12. A Test

 

 

The testing of rating systems suffers the same illusion that bedevils rating theory in general, namely, that ratings are literally measurements of playing strength. We know by now that ratings are statistics, sometimes metaphorically called measurements, but actually quite distinct from the physical sort.  Imagine an experiment that set out to compare the efficiency of the arithmetic mean with that of the statistical median.  The results would be not so much incorrect as misplaced.  Statistics embody in their definitions their own criteria of success and put on the data they purport to measure their own stamp of accuracy.  

What, then, are we to make of Elo's tests of his rating system?  The tests are a recurrent theme in his work, appearing for example in sections 2.6 and 5.55 of his main treatise [E1].  Assuming first of all that such tests are to be taken seriously, a primary consideration is the data on which the tests are based.  Historical data, such as the Hoogoven International Tournament of Elo's treatment, lends an air of reality to a test but has the drawback, regarded as an experiment, of not being repeatable.  A computer, on the other hand, allows an inexhaustible supply of data to be generated, as well as experimental controls that would otherwise be impossible.  The tendency in previous studies has been to grant assumptions about the data made by Elo, e.g. that it is normally distributed or that it demonstrates transitivity, but this approach verges on parody.  The data ideally should be neutral with respect to probability models.  

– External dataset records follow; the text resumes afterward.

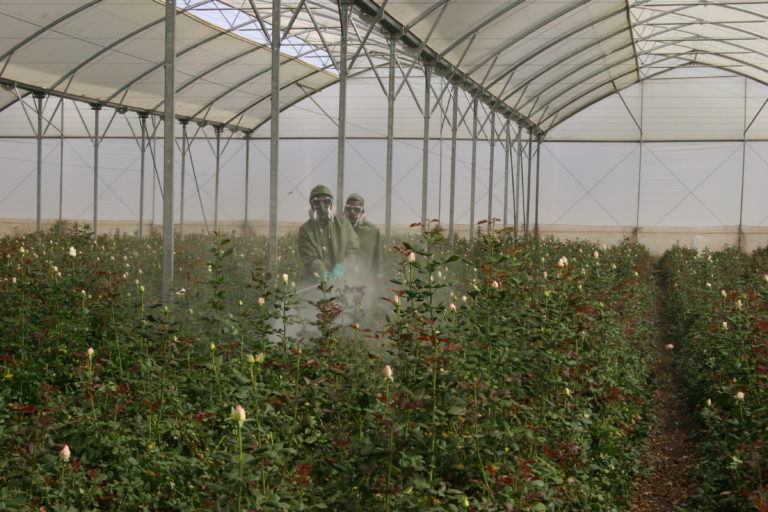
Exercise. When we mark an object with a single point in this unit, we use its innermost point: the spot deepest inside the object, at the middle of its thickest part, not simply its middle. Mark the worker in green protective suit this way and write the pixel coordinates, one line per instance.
(368, 233)
(328, 245)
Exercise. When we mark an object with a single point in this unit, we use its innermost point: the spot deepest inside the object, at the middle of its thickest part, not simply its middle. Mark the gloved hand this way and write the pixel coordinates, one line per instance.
(338, 271)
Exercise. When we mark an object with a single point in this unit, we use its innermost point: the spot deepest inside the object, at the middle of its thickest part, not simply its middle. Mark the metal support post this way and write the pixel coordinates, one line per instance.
(39, 135)
(740, 238)
(344, 9)
(520, 153)
(538, 176)
(454, 131)
(217, 130)
(169, 148)
(274, 142)
(425, 146)
(473, 172)
(507, 172)
(61, 164)
(390, 139)
(96, 108)
(639, 164)
(246, 227)
(490, 170)
(515, 191)
(527, 198)
(142, 169)
(184, 123)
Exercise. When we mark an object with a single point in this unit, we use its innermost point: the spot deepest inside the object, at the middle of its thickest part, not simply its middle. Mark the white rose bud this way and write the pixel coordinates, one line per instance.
(238, 415)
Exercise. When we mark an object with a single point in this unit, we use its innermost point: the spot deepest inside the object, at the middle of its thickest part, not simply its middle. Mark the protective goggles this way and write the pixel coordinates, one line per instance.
(321, 202)
(354, 209)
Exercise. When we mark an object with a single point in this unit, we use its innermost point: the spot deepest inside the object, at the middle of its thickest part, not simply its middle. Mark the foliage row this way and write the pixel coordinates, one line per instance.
(510, 376)
(717, 304)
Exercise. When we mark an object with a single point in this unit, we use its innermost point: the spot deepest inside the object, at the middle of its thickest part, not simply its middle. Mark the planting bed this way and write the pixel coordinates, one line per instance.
(512, 376)
(717, 305)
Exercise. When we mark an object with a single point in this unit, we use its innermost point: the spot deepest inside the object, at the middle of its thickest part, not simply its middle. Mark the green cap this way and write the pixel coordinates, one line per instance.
(356, 197)
(320, 190)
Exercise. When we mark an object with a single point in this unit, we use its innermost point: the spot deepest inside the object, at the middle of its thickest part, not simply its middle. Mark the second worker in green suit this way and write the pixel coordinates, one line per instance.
(367, 233)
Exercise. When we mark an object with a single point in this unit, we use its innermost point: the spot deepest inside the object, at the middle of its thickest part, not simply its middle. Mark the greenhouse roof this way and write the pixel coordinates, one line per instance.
(536, 62)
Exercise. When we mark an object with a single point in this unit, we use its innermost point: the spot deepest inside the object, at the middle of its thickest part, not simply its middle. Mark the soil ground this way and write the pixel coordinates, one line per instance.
(672, 450)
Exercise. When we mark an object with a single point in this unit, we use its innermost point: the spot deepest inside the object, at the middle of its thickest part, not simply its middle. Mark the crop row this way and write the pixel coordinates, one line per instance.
(717, 305)
(507, 376)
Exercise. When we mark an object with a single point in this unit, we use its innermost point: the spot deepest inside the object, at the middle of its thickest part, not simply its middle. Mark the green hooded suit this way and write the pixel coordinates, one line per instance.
(370, 241)
(324, 244)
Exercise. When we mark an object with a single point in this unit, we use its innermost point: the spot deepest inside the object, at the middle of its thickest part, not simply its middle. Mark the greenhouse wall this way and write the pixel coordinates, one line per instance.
(660, 193)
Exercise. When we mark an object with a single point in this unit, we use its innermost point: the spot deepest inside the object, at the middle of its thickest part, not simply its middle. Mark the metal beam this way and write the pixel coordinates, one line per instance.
(274, 142)
(96, 139)
(184, 147)
(538, 176)
(169, 147)
(425, 144)
(246, 226)
(39, 135)
(142, 165)
(217, 130)
(528, 194)
(507, 172)
(473, 172)
(492, 142)
(344, 11)
(390, 138)
(454, 130)
(61, 164)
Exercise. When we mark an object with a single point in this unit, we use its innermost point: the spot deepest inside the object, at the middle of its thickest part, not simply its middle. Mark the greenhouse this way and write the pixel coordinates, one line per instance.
(384, 254)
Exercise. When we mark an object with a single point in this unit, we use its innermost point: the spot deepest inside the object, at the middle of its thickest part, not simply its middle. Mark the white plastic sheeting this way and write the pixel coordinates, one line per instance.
(108, 52)
(690, 103)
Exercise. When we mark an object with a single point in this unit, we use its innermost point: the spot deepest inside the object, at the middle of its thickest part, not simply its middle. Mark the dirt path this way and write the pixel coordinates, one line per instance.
(672, 452)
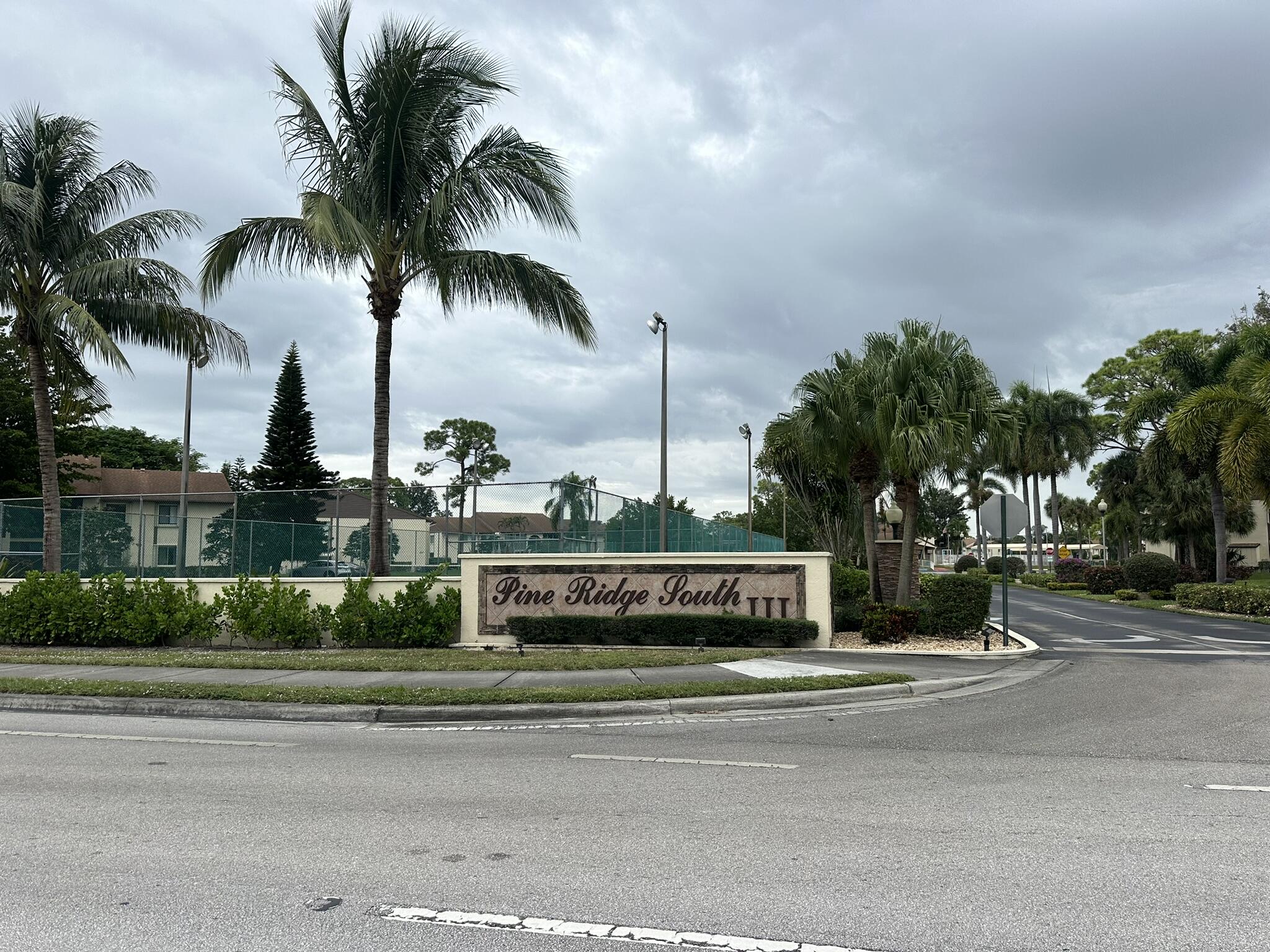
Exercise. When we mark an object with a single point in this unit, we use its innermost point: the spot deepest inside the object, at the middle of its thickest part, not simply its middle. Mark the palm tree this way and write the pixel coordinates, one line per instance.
(933, 402)
(569, 494)
(835, 412)
(79, 282)
(981, 485)
(1060, 434)
(397, 191)
(1194, 423)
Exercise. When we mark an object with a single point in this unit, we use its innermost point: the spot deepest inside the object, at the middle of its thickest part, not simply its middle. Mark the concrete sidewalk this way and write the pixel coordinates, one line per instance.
(786, 666)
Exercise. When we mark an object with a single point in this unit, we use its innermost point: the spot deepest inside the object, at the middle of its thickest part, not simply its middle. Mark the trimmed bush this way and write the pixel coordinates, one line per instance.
(1104, 579)
(1236, 599)
(54, 609)
(1070, 569)
(956, 606)
(848, 583)
(1038, 579)
(888, 625)
(678, 630)
(280, 614)
(1151, 570)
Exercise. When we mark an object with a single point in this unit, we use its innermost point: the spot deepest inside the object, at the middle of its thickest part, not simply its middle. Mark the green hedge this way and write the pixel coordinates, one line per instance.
(1104, 579)
(667, 630)
(1151, 570)
(1236, 599)
(54, 609)
(956, 606)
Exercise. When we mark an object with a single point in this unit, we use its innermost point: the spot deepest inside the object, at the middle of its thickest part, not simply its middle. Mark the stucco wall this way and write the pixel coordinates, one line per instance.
(815, 564)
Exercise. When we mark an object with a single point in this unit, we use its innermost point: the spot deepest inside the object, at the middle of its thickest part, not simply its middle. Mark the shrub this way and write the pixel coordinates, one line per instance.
(848, 583)
(1150, 570)
(1104, 579)
(1038, 579)
(849, 617)
(956, 606)
(1071, 569)
(276, 612)
(1236, 599)
(47, 609)
(680, 630)
(888, 624)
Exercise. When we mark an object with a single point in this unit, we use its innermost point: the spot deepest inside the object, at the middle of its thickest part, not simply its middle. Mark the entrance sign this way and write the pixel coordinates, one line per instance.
(1015, 517)
(776, 591)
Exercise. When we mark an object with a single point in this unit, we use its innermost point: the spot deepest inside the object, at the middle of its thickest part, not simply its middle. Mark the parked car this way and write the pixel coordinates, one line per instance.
(328, 569)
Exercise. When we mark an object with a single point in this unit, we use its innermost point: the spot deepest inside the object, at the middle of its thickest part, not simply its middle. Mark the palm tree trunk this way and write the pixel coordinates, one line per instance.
(52, 558)
(1053, 509)
(1219, 524)
(869, 511)
(910, 493)
(385, 312)
(1037, 527)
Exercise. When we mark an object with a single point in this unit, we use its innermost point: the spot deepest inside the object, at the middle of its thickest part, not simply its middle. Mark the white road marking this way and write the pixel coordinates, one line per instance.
(680, 760)
(603, 931)
(586, 725)
(1232, 641)
(150, 741)
(771, 668)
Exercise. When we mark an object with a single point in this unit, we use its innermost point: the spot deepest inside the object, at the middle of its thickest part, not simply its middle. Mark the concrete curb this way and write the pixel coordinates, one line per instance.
(1029, 648)
(371, 714)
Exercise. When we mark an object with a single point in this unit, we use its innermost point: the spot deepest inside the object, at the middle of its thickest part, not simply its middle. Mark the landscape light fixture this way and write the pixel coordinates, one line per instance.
(750, 485)
(658, 324)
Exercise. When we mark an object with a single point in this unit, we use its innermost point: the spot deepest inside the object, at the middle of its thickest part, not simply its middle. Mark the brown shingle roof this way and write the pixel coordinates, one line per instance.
(98, 480)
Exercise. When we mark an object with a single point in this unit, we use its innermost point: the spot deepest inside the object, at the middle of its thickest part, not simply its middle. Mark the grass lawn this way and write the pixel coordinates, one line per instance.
(367, 659)
(1157, 604)
(298, 695)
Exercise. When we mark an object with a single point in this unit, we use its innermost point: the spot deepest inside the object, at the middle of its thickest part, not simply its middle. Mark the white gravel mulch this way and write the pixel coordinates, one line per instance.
(851, 639)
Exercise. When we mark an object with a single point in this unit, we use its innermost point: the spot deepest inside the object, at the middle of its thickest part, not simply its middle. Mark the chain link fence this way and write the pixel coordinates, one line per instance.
(326, 532)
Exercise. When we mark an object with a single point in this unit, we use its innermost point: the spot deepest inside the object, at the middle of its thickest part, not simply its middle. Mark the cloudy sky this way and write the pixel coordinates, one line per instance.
(1053, 180)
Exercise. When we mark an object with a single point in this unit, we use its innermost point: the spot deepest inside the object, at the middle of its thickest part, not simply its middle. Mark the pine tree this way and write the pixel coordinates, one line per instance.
(290, 457)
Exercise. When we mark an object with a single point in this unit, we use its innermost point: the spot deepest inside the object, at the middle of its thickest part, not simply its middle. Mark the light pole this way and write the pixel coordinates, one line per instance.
(655, 325)
(1103, 509)
(198, 359)
(750, 487)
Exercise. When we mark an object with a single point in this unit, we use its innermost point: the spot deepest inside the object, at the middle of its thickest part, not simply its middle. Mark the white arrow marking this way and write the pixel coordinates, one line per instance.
(1130, 639)
(1230, 641)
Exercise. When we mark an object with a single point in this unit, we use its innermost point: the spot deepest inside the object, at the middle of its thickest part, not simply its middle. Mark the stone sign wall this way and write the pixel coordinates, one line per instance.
(776, 591)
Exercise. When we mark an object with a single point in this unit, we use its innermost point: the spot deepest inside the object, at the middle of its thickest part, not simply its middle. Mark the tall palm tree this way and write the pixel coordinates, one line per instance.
(1061, 434)
(975, 474)
(79, 282)
(1194, 423)
(835, 410)
(399, 187)
(569, 494)
(933, 400)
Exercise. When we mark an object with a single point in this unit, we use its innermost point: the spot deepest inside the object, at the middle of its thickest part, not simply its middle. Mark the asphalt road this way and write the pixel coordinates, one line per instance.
(1067, 813)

Data used for the present test consists of a crosstable of result probabilities for 800 imaginary players, ranked in order of playing strength.  For each ordered pairing, AB, where A is the stronger player, the probability of A defeating B is  

                        P(A, B)  =  1 – P(B, A) .  

This probability is determined partly by a strength component and partly by a random component.  If the strength component is s, the random component is determined as a random portion of 1 – s, which is generated in typical computer code as  

                        rand( )  *  (1 – s) .

 Consequently,

                         P(A, B)  =  s  +  rand() * (1 – s) ,

and P(B, A) is determined from this result.  For example, with s = .5, P(A, B) would have a value in the range from .5 to 1, with .75 as its expected value. 

A crosstable generated with s = .5 was used to generate in turn a sequence of sixteen-player round-robin tournaments.  The contestants for each tournament were selected at random from the field of 800 without replacement, equivalent to a partition of the shuffled field.  Statistics were generated after each of the players had participated in one of the 50 tournaments, after which the field was reshuffled.  The cycle was then repeated 25 times, with each player participating in a total of 375 games.  Outcomes for individual pairings were generated randomly, but with probabilities determined by the crosstable.  Ratings were initialized to an arbitrary value of 2000, and the delta or "established" form of rating formulas was used.  The experiment was then repeated with a crosstable generated with s = .3.

The tests were analyzed with their own set of statistics, calculated after each of the 25 cycles.  The first of these takes the standard deviation of the tournament scores generated by the crosstable from scores predicted by each of the tested systems for the ratings calculated up to that point.  This error statistic is in the form of an absolute score difference ranging from 0 to 15 points.  A second statistic uses Spearman's rank-difference correlation coefficient to compare the ranking of players by their calculated ratings after each cycle with their predefined ranking.  This coefficient ranges from +1 for a perfect relationship to -1 for a perfect inverse relationship.  Figure 1 shows the error statistic, and Figure 2 the correlation coefficient, for s = .5.  Figure 3 and Figure 4 show the respective statistics for s = .3.

The only certain conclusion to be drawn from these tests is that simple theoretical concepts in a random environment yield complicated results.  Comparisons of the systems, although each were rating precisely the same outcomes, are not as clear.  Perhaps the most telling observation to be made is the effect of reducing the strength component from .5 to .3.  With s = .5, we see the Elo System performing slightly better than the other systems tested.  With s = .3, it is performing slightly worse.  It may be argued that a strength component of .3 produces data that is too chaotic to be meaningful.  It is true that the only structure in the resulting data lies in the fact that the stronger player outperforms the weaker player with a probability, on average, of .65.  This means, of course, that the average probability of an upset is .35.  The counterargument is to reflect on the very purpose of a rating system, which is to render meaning from data that is not always consistent and that may, in fact, be quite chaotic.